By Philip Pearce
LOCAL PRODUCER/PLAYWRIGHT Tom Parks and local actor/director Rosemary Luke have combined to stage one of Parks’ 3 Women Voices Plays at the Carl Cherry Center. Parks has already produced a play about Gertrude Stein, and Luke has played his Dorothy Parker. This time it’s Zelda, Save Me the Waltz, an hour-long set of reminiscences by an incarcerated, creative diva of the roaring twenties.
We’re in a unit of Highland Hospital, a mental institution in Asheville, North Carolina. It is 1948 and a reporter named Henry Piper (played with gentlemanly Southern suavity by the versatile Garland Thompson) has come for an interview. His proposed piece has been sparked, perhaps, by the post-World War Two revival of attention to and praise for the neglected Great Gatsby. Hardly needing to ask questions of the voluble Zelda, he records highlights of her fabulous, self-destructive married life with F. Scott Fitzgerald.
Rosemary Luke has a stage presence that is by nature focused and serene. Her Zelda starts off that way. She is winsome and playful, gently eccentric with a gorgeous laugh Luke uses with fine effect, but she holds back on the inner torments a more histrionic player might have exploited or at least hinted at early on in the hour. This initial restraint, however, possibly gives more of an edge to Zelda’s later explosions of rage and grief at having been kept by her exhibitionist spouse in his literary shadow and her entrapment in a succession of insane asylums.

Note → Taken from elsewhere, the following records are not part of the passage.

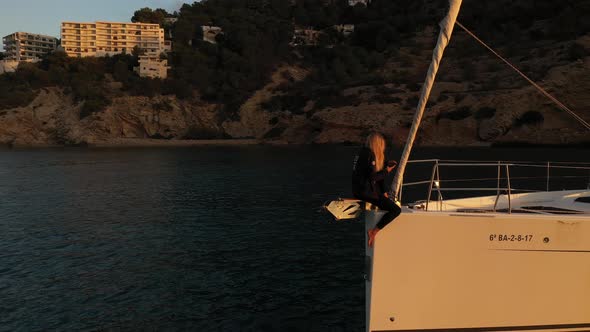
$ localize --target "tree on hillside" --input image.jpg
[131,7,172,26]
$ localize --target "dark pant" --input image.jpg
[370,196,402,229]
[354,195,402,229]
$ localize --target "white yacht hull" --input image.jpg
[366,209,590,331]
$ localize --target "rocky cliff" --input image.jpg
[0,34,590,146]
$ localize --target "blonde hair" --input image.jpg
[365,133,385,171]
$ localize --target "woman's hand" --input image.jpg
[386,160,397,173]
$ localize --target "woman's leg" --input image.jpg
[377,196,402,229]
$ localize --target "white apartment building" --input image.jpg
[348,0,371,6]
[61,22,165,57]
[2,32,57,61]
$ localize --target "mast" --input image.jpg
[391,0,462,198]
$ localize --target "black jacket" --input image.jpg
[352,147,387,202]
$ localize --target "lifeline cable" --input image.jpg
[456,21,590,130]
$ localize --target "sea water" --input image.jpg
[0,146,590,331]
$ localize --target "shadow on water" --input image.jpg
[0,146,590,331]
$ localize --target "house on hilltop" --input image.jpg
[2,32,57,61]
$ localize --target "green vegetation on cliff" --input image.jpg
[0,0,590,126]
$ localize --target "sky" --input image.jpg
[0,0,194,49]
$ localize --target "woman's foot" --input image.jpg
[367,228,379,248]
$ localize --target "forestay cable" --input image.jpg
[456,21,590,130]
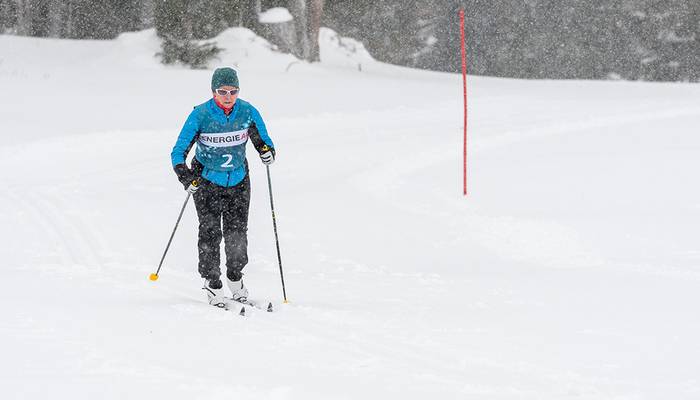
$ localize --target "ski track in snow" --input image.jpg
[0,30,700,399]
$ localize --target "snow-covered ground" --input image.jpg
[0,29,700,400]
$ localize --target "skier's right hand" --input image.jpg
[174,164,198,193]
[187,180,199,194]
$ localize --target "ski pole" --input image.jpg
[266,165,289,304]
[148,180,199,281]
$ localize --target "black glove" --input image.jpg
[260,146,275,165]
[173,164,197,190]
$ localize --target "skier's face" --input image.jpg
[214,86,238,108]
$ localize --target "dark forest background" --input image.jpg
[0,0,700,81]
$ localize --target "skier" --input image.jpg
[171,67,275,307]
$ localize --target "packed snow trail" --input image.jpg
[0,29,700,400]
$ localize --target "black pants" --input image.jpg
[194,174,250,281]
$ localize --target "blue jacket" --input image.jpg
[170,98,274,187]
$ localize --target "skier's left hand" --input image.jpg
[260,150,275,165]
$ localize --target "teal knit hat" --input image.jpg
[211,67,239,92]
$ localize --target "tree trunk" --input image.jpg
[307,0,324,62]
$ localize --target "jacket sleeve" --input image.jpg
[170,108,199,167]
[248,106,275,155]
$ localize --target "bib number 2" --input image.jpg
[221,154,233,168]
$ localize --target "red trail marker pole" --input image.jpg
[459,9,467,196]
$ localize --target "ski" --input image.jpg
[226,297,274,312]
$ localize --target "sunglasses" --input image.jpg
[216,89,239,96]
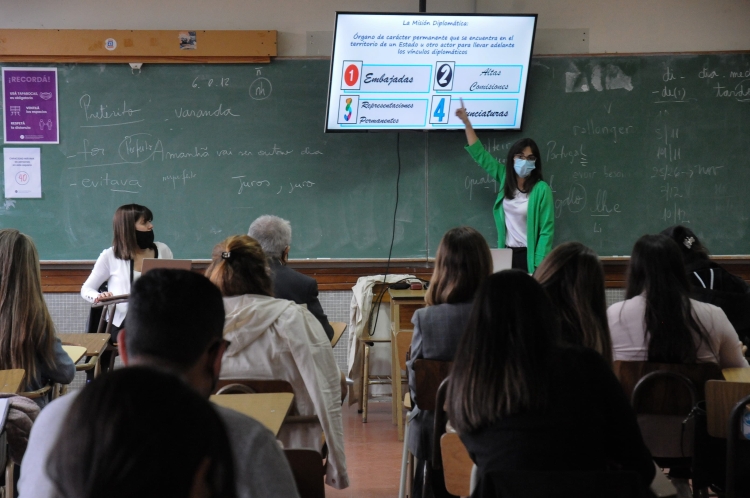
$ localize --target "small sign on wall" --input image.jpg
[3,147,42,199]
[2,67,60,144]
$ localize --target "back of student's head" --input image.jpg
[625,234,710,363]
[46,367,236,498]
[534,242,612,364]
[425,227,492,305]
[125,269,224,371]
[0,228,55,379]
[448,270,559,433]
[206,235,273,297]
[661,225,708,265]
[247,214,292,259]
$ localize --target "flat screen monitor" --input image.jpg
[325,12,537,132]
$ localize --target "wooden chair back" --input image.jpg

Parks’ well-researched script supplies a lot of facts about the Fitzgeralds. Some were familiar to me: those razzle-dazzle rides on the roofs of Broadway taxis, Scott’s destructive ego mania and extramarital dalliance with columnist Sheila Graham, his plagiarizing and even theft of material written by his wife. But it was intriguing to learn for the first time of Zelda’s fervent if unfocused religiosity in her years of incarceration. At one point in the interview, she forces the embarrassed Piper to kneel beside her for an impromptu prayer.
Combining familiarity with surprise, the script is an interesting piece of oral history with nice shifts of mood as Zelda’s mind jumps from topic to topic. What it really isn’t is a play with a central dramatic point. Zelda reminisces because Piper has come to record what she has to say. She makes one brief, fruitless offer to supply occasional columns to Piper’s paper, but he ignores the suggestion and she hardly seems to have anything else at stake in granting him the interview. Her conflicts and longings, triumphs and failures, all lie in the past. Resolved or unresolved, nothing that has delighted or traumatized her in the past changes or is seen in a new light in her hour with Piper. A pathetic final moment when she scares him away by deciding he is Scott and then delusionally rebukes him for supposedly pretending to be suggests a possible dramatic relationship between the two characters. But it’s too late. Piper just leaves, the delusion fades and the evening ends with a radio news item announcing her death. Zelda’s only immediate challenge has been repeated jokey requests to escape.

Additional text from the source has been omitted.